In Ambition Monster Memoir, Media Exec Explores the Dark Side of 'Making It'

Jennifer Romolini lost herself to workaholism as she built a career in print and digital

If you are a writer who has worked in print and digital media and toiled in the startup scene, interviewing Jennifer Romolini about her memoir Ambition Monster is not so much a traditional Q&A session as it is a welcome and affirming therapy session.

Romolini, raised in a working-class family in Philadelphia, came to New York in the early aughts. She rose through the ranks of print media, landing at Lucky, the magazine all about shopping, before leaving for a blogging-turned-editing job at a tech company's lifestyle site. Then, she moved to Los Angeles, where her roles included a C-suite position at a celebrity-owned website for women. Later, she ran content at a weed site in Ireland.

From the outside, it appeared that Romolini, who was an in-demand keynote speaker on topics like sales and marketing, enjoyed a successful, fulfilling career. But work became all-consuming for this self-described ambition monster. In her book, she writes about her descent into workaholism and the toll it took on her mind, body and soul—as well as her marriage.

Here, the Ambition Monster author—also co-host of Everything Is Fine, a podcast for women over 40—talks about classism in the workplace, the "girlboss" era and more.

MUSE: What was more difficult for you to share in the book—the personal stuff about your family and upbringing and romantic relationships, or your experiences in the workplace?

Jennifer Romolini: It was 100 percent my family. Who gives a shit about a company? Who cares? That company doesn't love me. That company didn't care for me in any way. The most painful and challenging thing about this book was writing about my family, because I love my parents, I respect them, I'm grateful to them. I also have all kinds of really deep, Catholic Italian-American guilt. You don't tell family secrets. And that was excruciating. It brought up all kinds of feelings of being a bad kid. Not to use an overused word, but I think I was basically triggered writing that first 100 pages.

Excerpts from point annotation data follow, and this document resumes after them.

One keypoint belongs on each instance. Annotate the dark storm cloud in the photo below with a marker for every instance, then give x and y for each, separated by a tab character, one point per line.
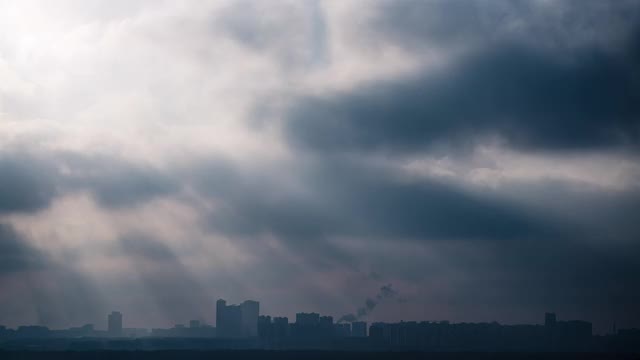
26	183
16	254
117	182
28	274
165	283
530	97
347	198
29	183
416	24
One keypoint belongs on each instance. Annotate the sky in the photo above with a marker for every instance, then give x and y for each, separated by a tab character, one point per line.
393	160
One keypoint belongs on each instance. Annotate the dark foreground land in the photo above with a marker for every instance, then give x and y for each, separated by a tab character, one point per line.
295	355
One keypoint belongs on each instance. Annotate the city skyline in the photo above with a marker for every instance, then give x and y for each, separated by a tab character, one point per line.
377	160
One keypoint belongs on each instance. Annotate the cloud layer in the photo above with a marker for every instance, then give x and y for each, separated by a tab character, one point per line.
481	157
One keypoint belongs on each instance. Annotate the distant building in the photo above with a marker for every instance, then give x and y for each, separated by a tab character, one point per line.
280	327
359	329
307	319
234	321
115	324
249	312
549	320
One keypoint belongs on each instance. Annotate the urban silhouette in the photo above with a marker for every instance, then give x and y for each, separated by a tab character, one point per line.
242	327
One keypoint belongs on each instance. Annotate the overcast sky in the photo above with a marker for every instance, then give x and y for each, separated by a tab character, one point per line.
480	157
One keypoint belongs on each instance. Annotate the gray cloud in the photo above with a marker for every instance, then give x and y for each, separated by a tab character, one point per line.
17	255
26	183
532	98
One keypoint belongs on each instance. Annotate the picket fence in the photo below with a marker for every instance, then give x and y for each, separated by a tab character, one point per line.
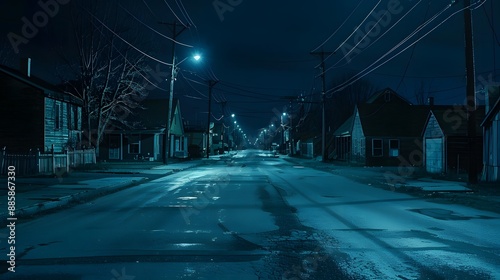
51	163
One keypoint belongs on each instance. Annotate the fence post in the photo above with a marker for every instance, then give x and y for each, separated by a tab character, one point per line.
53	161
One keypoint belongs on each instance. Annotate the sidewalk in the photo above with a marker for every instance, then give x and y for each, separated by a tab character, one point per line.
34	195
483	196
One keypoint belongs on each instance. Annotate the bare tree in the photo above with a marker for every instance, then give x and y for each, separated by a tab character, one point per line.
106	74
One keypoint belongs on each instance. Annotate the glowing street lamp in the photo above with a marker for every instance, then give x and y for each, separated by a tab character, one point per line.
173	75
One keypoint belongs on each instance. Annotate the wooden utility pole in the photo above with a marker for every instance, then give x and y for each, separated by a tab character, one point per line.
166	135
323	93
471	94
211	84
223	107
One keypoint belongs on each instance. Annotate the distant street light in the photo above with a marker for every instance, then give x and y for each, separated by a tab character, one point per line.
166	142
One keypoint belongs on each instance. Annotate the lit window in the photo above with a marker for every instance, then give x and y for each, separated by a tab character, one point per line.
394	147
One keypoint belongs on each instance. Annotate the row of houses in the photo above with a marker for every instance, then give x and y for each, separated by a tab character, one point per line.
387	130
38	117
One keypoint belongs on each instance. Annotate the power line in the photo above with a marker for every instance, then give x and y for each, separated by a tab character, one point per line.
361	75
338	28
152	29
175	14
355	30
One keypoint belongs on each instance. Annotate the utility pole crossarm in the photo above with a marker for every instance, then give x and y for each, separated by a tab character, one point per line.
323	92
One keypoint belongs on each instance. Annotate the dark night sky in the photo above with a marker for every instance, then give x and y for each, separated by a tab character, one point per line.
260	49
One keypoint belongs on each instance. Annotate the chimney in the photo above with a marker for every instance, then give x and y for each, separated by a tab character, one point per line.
430	101
492	95
26	66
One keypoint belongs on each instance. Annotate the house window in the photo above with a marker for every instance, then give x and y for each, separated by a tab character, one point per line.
387	96
58	115
134	146
394	147
377	148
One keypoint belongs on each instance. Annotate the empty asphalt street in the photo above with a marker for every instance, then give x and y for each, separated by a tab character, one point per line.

Was your husband, who is also a writer, understanding about you confessing the professional jealousy you felt toward him early in your relationship? And was he OK with you opening up about the hardships you have faced as a couple?

My husband was so incredibly generous with this whole process—reading things, giving me feedback. But mostly he said, "Burn it all down." He was like, "You could be worse about me. You could say worse things. I think you are going easy on me.” He was very much of the mind that the book didn't work unless I really talked about his failings because they were part of my ambition.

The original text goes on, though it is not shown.